6. How to choose a log monitoring solution that suits you?

The entire monitoring platform architecture is introduced, and the technology stack of log monitoring is also introduced. So, how to choose a log monitoring solution that suits you? I think it should be comprehensively considered from the following aspects.

  • Whether the tool capabilities are met, such as logstash/flume/fluentd all meet our requirements, although fluentd has a lot less plug-ins than the other two tools, but for our needs, fluentd is enough.

  • Performance comparison, since logstash/flume/fluentd all meet the requirements, in contrast, fluentd has the best performance.

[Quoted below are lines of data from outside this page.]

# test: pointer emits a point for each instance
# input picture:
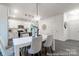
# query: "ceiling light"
(16, 11)
(74, 12)
(14, 16)
(37, 17)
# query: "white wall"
(72, 26)
(13, 23)
(54, 26)
(4, 24)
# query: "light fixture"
(16, 11)
(37, 17)
(13, 16)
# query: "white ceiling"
(45, 9)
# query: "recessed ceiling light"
(37, 18)
(14, 16)
(16, 11)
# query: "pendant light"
(37, 17)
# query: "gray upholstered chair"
(36, 45)
(48, 44)
(4, 51)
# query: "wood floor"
(63, 48)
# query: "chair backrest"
(36, 44)
(2, 48)
(49, 41)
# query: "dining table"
(22, 42)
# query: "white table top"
(24, 40)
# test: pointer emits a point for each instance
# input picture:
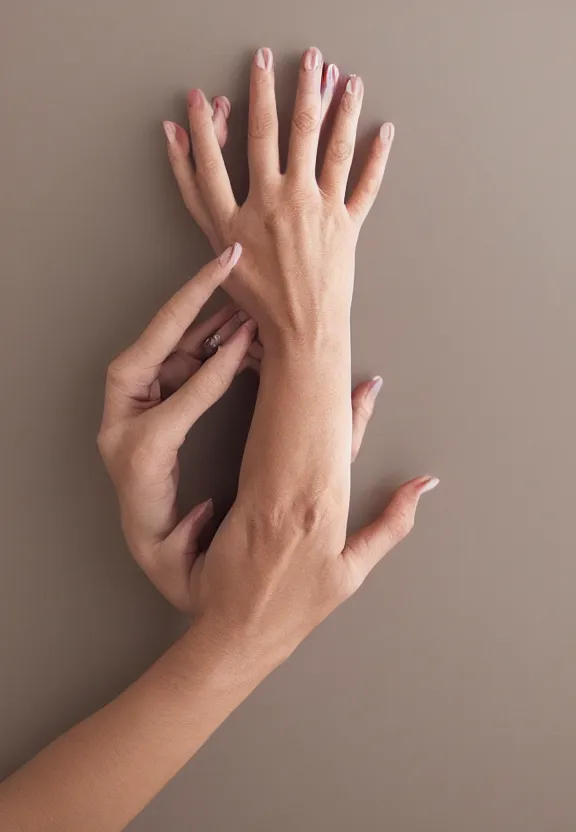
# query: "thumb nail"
(429, 484)
(376, 386)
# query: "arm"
(100, 774)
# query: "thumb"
(367, 547)
(175, 556)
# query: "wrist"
(315, 344)
(226, 660)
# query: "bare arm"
(99, 775)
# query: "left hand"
(155, 391)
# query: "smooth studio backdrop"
(442, 698)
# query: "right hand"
(298, 233)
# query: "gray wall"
(442, 697)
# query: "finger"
(263, 155)
(305, 131)
(256, 350)
(364, 194)
(194, 338)
(340, 150)
(330, 79)
(176, 370)
(211, 174)
(221, 108)
(182, 166)
(177, 414)
(363, 401)
(174, 558)
(139, 365)
(214, 341)
(250, 363)
(369, 545)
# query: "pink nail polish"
(263, 59)
(170, 131)
(376, 385)
(387, 132)
(333, 75)
(354, 85)
(429, 484)
(230, 257)
(312, 59)
(196, 99)
(222, 103)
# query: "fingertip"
(428, 484)
(220, 102)
(230, 256)
(376, 386)
(176, 137)
(387, 133)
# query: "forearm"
(102, 772)
(299, 441)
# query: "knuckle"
(117, 369)
(306, 121)
(169, 315)
(208, 166)
(340, 151)
(261, 125)
(401, 524)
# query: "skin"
(281, 561)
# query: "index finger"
(138, 366)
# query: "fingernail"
(170, 130)
(354, 85)
(312, 59)
(376, 386)
(264, 59)
(429, 484)
(222, 103)
(387, 132)
(196, 98)
(332, 76)
(231, 255)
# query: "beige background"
(443, 697)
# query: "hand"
(155, 391)
(299, 234)
(141, 431)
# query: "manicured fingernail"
(387, 132)
(263, 59)
(332, 76)
(170, 130)
(222, 103)
(231, 255)
(429, 484)
(376, 386)
(312, 59)
(354, 85)
(196, 99)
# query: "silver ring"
(210, 346)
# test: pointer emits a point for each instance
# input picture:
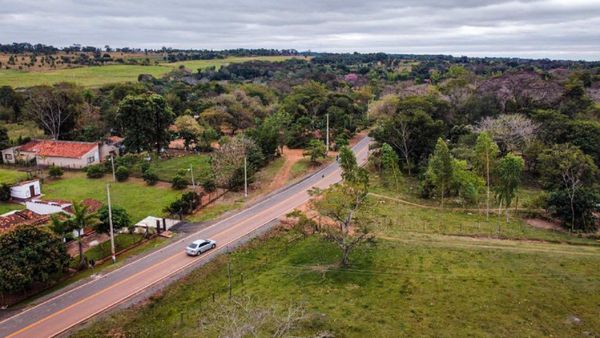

  • See if the technical ability can cover it. If there are some special needs that the tool cannot meet, you will need to expand the tool yourself. Then you must carefully consider whether the tool's implementation language can be covered by your own team, such as a pure java team. , to use the ruby ​​language to extend the capabilities of logstash, it will be a bit risky.

  • To evaluate the log volume of the monitoring platform, we need to design the log monitoring architecture from the perspective of scalability. Of course, the same is true for the entire monitoring platform.

In short, what suits you is the best.